A belt still needs to be worn to hold officers’ guns, tasers and batons, because they’ve formed muscle memory grabbing them from the belt, but other equipment such as handcuffs, flashlights, radios, magazines and pepper spray may be worn in the vest. Duty belts often support up to about 25 pounds of equipment.
Bullet proof protectors that are currently worn in a shirt under officers’ uniforms can also slide into the exterior vests, allowing officers to remove the heavy, thick bullet protection when they’re working in an office or their cars. Smith says that will help officers in the summer, when they get overheated.

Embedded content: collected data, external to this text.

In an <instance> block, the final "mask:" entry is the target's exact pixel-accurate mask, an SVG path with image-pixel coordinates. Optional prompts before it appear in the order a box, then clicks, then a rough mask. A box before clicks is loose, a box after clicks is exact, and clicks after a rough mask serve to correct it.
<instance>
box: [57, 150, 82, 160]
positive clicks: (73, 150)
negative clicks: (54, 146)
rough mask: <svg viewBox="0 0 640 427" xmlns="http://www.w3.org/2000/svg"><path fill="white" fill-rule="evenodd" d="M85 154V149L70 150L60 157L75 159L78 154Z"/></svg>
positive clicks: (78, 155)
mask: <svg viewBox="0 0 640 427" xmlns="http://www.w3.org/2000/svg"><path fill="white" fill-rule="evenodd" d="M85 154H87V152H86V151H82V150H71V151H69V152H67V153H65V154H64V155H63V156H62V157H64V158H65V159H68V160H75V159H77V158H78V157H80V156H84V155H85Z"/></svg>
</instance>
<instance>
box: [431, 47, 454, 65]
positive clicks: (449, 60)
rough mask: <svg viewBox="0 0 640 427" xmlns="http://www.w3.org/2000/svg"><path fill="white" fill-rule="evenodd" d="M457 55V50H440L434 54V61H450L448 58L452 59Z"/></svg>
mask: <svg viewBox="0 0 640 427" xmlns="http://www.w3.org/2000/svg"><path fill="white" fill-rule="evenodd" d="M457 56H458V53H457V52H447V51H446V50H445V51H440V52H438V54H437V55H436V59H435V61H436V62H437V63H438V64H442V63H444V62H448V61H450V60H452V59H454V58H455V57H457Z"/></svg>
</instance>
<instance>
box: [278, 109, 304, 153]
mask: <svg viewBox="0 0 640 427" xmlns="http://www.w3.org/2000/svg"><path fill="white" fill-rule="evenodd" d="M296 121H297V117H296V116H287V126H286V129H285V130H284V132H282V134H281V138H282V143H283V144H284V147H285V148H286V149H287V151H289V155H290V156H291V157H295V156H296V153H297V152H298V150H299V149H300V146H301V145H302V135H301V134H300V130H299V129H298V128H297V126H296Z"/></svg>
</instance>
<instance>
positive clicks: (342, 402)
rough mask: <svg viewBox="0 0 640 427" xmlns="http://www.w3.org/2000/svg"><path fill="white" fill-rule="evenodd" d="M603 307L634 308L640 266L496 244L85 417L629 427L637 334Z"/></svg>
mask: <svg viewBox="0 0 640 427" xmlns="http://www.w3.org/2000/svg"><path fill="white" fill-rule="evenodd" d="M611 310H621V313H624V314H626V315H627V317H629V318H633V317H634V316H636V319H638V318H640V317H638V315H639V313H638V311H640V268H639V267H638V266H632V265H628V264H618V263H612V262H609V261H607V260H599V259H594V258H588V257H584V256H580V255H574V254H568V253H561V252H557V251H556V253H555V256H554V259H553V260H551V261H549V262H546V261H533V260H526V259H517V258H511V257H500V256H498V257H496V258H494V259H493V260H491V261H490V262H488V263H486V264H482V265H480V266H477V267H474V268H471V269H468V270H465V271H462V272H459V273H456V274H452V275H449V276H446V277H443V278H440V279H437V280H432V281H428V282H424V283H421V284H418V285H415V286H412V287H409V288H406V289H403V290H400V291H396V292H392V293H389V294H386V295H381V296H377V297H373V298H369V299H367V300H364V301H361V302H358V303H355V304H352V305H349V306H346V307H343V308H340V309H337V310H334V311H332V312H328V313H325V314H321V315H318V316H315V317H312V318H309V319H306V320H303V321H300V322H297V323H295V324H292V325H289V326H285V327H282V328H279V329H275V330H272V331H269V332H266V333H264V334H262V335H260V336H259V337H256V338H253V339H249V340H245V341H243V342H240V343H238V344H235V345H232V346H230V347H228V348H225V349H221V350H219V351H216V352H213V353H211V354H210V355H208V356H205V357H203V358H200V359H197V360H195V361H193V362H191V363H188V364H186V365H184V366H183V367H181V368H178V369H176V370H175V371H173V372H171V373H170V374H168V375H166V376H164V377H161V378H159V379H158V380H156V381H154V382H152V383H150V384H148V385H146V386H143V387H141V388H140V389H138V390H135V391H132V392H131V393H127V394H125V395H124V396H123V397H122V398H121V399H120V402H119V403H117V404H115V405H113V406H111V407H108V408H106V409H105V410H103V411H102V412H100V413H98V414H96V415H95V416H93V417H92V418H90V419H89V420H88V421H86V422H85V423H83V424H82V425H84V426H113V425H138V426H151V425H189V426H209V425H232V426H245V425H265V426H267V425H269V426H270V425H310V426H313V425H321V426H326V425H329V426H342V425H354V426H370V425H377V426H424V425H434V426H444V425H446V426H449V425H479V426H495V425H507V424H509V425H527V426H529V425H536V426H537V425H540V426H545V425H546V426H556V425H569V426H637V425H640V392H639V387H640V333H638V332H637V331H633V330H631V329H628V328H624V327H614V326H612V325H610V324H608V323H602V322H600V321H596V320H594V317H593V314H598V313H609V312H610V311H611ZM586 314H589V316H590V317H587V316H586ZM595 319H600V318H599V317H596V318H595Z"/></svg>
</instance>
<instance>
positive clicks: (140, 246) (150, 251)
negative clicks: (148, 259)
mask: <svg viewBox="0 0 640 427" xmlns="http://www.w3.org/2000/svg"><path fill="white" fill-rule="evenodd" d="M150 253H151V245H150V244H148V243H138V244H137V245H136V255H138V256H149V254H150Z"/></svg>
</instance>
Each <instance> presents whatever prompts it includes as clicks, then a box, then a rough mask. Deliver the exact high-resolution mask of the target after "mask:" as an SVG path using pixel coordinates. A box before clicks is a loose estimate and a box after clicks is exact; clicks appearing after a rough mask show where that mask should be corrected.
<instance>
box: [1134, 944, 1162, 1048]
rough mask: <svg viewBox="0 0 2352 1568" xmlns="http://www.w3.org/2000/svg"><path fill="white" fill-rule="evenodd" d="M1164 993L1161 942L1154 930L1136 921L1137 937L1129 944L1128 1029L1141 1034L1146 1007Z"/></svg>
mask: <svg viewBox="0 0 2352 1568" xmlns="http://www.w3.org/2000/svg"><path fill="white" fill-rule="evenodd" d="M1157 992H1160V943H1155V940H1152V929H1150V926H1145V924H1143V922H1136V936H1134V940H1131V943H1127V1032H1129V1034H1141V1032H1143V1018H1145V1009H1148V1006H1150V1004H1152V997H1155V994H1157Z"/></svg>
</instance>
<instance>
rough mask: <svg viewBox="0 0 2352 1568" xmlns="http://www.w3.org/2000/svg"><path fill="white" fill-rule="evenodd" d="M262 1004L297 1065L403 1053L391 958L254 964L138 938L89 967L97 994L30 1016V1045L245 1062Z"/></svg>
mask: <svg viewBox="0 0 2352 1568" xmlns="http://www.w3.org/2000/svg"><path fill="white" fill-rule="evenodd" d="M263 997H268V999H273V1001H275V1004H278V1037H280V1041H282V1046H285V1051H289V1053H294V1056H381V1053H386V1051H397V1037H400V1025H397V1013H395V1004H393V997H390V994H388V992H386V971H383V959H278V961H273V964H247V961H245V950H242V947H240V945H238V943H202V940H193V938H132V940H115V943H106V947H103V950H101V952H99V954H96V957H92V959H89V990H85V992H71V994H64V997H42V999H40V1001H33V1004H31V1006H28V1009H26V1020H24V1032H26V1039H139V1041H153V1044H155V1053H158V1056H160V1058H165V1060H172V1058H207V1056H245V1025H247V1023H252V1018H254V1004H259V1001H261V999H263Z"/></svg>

As APD investigates what caused an officer’s duty belt to slip, distracting him as he was trying to handcuff a stabbing suspect last week during a deadly call, some are hopeful the new vests could help prevent a similar situation from occurring.
“I frankly wasn’t surprised, because that is such a heavy piece of equipment,” said Austin Public Safety Commissioner and former criminology professor Meghan Hollis.
Hollis says she likes the idea of the weight of officers’ equipment being more equally distributed with the vests.
“It’s good for their backs. It’s good for their health. It also potentially could alleviate situations like this,” Hollis said.
The vests cost close to $300 each, meaning the department has invested close to $330,000 in them.